We decided we needed to build a substantial platform for cinematic work happening outside the theater—work that is more physical, work that is actually engaging with the body and following the body in different ways as opposed to you sitting in a dark room and letting it wash over you. With that as the starting point we decided we needed to build a venue for this new direction and make that venue a kind of physical, sensual experience as you are encountering this work that addresses your entire body in different ways. I don’t see this as art at Sundance, I see this as Sundance expanding cinema culture through cinematic practices happening in various areas of the art world, the new media technology world and experimentation in the film world.

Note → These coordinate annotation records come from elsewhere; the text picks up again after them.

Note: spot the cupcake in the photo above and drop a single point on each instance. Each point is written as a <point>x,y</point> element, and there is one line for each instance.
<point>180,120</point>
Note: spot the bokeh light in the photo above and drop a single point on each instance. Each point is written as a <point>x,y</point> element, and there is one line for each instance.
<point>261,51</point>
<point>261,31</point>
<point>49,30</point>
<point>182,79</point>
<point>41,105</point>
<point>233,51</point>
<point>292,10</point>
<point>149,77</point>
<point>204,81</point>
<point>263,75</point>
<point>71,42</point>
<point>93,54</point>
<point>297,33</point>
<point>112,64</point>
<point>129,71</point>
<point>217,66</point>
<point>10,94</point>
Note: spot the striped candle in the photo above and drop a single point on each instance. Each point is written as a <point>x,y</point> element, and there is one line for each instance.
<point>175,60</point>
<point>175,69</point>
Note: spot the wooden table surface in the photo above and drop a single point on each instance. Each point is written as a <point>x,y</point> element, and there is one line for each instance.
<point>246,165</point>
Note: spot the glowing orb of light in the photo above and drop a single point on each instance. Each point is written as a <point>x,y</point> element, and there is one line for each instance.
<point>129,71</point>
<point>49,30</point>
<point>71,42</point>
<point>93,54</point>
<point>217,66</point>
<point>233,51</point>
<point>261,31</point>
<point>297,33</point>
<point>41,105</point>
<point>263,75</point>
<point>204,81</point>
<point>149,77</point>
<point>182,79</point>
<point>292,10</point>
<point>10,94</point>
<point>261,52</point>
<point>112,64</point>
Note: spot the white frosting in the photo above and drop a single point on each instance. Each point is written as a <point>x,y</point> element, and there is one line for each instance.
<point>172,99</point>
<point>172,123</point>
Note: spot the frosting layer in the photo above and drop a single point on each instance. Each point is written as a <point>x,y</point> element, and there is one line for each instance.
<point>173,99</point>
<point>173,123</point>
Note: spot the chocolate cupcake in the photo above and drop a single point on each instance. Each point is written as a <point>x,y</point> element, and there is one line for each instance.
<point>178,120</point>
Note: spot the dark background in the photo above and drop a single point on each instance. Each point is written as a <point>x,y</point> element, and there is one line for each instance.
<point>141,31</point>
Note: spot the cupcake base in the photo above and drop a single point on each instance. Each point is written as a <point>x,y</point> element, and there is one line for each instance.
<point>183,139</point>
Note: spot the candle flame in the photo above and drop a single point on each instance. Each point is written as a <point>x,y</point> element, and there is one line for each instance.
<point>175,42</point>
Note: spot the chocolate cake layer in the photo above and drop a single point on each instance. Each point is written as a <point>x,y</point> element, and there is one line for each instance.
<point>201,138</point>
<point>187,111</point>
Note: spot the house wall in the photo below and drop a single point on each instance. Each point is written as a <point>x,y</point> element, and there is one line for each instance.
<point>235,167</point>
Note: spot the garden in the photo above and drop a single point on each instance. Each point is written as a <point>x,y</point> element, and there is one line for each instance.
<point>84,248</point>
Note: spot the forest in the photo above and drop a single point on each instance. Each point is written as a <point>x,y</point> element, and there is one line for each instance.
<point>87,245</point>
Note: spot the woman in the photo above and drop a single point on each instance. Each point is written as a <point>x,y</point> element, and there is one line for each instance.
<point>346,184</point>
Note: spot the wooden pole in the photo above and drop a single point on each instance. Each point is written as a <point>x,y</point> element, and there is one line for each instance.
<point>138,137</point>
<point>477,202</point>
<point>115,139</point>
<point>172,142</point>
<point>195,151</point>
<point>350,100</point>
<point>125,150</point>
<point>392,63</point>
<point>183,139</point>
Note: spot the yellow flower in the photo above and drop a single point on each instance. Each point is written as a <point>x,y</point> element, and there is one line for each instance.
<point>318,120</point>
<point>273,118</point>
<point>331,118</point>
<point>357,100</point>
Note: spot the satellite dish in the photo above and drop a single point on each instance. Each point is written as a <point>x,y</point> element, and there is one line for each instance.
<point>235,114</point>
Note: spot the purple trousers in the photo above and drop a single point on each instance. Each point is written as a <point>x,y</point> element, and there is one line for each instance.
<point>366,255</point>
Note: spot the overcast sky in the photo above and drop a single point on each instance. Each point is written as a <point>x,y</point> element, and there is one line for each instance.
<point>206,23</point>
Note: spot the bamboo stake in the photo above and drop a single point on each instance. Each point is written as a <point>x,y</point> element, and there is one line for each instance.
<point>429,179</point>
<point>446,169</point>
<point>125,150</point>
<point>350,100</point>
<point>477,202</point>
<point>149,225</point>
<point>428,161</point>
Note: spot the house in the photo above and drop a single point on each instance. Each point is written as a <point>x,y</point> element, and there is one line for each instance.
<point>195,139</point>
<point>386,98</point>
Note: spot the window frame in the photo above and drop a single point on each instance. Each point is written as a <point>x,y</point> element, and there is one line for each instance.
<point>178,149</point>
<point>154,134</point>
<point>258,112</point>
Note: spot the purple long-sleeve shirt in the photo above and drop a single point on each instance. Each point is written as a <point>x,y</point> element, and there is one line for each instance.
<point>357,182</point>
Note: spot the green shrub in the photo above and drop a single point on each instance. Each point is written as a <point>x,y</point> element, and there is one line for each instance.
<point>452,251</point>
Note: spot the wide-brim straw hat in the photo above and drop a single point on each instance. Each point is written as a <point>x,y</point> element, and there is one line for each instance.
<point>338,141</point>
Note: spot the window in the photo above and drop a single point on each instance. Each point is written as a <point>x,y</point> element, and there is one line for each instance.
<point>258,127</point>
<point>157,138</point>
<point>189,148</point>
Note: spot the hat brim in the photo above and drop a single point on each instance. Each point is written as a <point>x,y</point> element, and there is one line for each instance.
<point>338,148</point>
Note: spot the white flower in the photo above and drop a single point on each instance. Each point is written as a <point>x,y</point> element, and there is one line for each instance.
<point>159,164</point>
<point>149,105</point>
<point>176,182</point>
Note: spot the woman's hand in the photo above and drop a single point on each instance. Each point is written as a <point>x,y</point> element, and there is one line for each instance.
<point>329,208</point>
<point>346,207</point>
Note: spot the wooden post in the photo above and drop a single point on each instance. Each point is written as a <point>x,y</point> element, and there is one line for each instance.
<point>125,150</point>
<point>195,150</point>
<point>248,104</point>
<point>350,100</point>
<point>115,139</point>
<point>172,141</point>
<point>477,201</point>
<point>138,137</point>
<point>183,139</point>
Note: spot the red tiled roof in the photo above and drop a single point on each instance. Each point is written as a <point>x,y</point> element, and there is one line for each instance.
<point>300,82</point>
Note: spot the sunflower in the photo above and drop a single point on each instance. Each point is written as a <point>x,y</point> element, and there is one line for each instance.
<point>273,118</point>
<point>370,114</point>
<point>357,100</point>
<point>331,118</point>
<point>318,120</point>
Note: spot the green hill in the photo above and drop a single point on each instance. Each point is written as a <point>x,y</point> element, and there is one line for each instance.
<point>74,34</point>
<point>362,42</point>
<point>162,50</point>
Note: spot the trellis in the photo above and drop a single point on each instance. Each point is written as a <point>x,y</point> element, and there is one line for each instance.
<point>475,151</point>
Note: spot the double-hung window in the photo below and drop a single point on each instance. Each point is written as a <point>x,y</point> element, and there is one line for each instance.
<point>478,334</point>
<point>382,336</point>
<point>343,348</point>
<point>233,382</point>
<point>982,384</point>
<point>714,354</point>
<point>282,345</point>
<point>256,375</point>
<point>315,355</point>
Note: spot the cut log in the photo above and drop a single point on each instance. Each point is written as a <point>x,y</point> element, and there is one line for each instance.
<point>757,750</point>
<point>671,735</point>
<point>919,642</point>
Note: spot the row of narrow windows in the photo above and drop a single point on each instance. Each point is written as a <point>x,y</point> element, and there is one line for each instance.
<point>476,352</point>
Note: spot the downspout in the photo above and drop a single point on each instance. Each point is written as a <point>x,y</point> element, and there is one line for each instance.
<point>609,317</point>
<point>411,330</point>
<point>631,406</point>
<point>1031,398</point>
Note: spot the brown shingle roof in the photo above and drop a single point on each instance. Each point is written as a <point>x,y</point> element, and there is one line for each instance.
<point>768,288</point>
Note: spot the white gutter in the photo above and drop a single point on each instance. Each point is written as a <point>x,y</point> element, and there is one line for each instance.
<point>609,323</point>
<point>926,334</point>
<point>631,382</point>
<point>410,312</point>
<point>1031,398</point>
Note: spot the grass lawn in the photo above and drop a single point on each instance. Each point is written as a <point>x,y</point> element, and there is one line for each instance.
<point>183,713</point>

How do you think new media and technology will play into and affect the future of this landscape?

It has expanded what kind of stories are within reach, it has had an enormous impact on just the traditional part of cinema. Now as new media technology races ahead of us and expands the options of storytelling, so will our storytelling culture evolve. Maybe one of the most important ways it has influenced so far is the audience becoming part of the narrative, the interactivity and the engagement. Where before we were designing the future of this stuff, at this point I see us as clearly engaging with the environment in different ways. I expect more of an integration between media technology, how it is used to tell stories and our biological bodies and the way that we exercise language.

What do you want people to take away from this experience?

I’d love for audiences to become engaged with the visual landscape that consumes us in a constant, critical and creative way. I hope the show will provoke that in people in ways that maybe recenter the discussion away from how technology makes us stronger and faster and bigger and more superhuman to our humanity and how vulnerable we are and how beautiful that vulnerability is. How we can actually connect with each other inside the landscape as opposed to escape each other to be part of the landscape and the possibility of a global, digital world with those values in place. I know that’s asking a lot from the audience but I’d love for a few people to come out of the show saying, “Wow, there is another way to think about this.”